Bellettini, who is also a deputy CEO at Saint Laurent parent Kering in charge of brand development, acknowledged that the new location arrives at a time when the consumer environment is uneven.

“This year, the more aspirational consumption is facing some pressure and normalized, while the high-end luxury consumption continues to grow,” she said.

Nevertheless, the Champs-Élysées location is billed as a destination designed to appeal to all comers, whether they end up buying a wallet, a gown or a handbag in precious skins.

“We want everyone who enters to feel comfortable and to have a fantastic experience,” Bellettini said. “You can browse the store and discover products yourself; you can be helped by staff providing exceptional service, or you can have a by-appointment experience on the top floor.

“What matters to me is that each client’s experience is unique and leaves a positive mark in their life,” she added. “Whatever you purchase, you will feel luxury — and we want to transmit this in every store.”
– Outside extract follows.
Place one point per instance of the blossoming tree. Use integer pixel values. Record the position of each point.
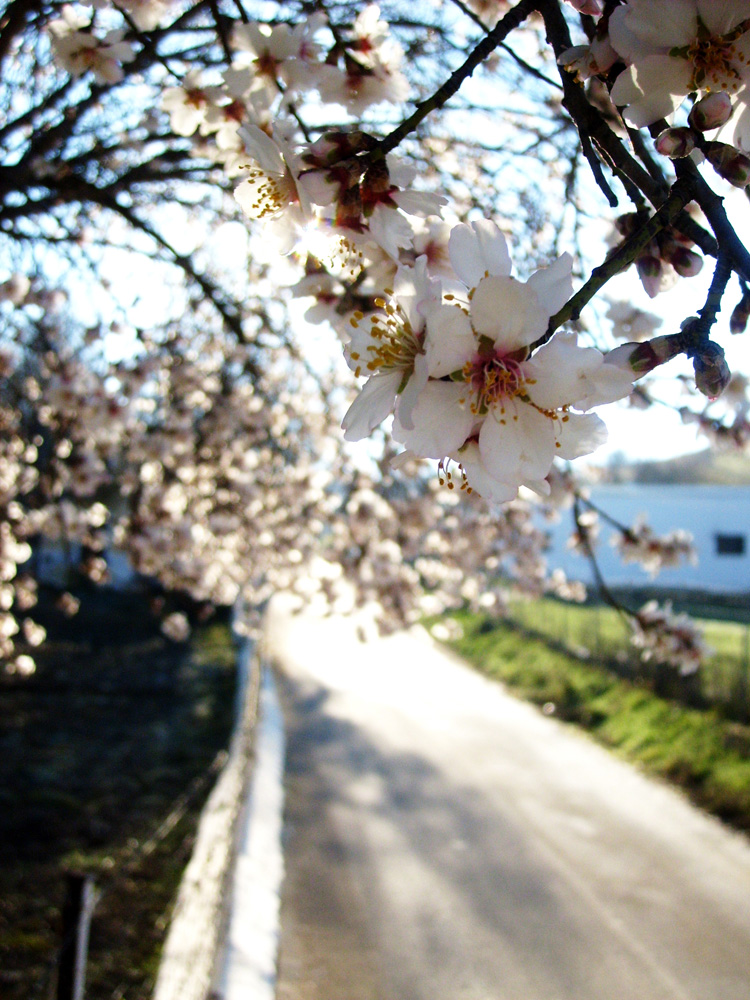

Saint Laurent restored the Haussmannian facade of the location, and built the store following stringent LEED guidelines, achieving 100 percent energy-efficient LED lighting, for example.

Bellettini said Saint Laurent is “on target to receive the highest platinum certification next year.”
Source: WWD
 
Using only the yellowish ones would be a bit much, erring into 70s post modern home decor, just is a missed opportunity because the overload of clean white is too clinical when it is a whole store of it. Some rooms, sure but it's just so blue toned and wan looking.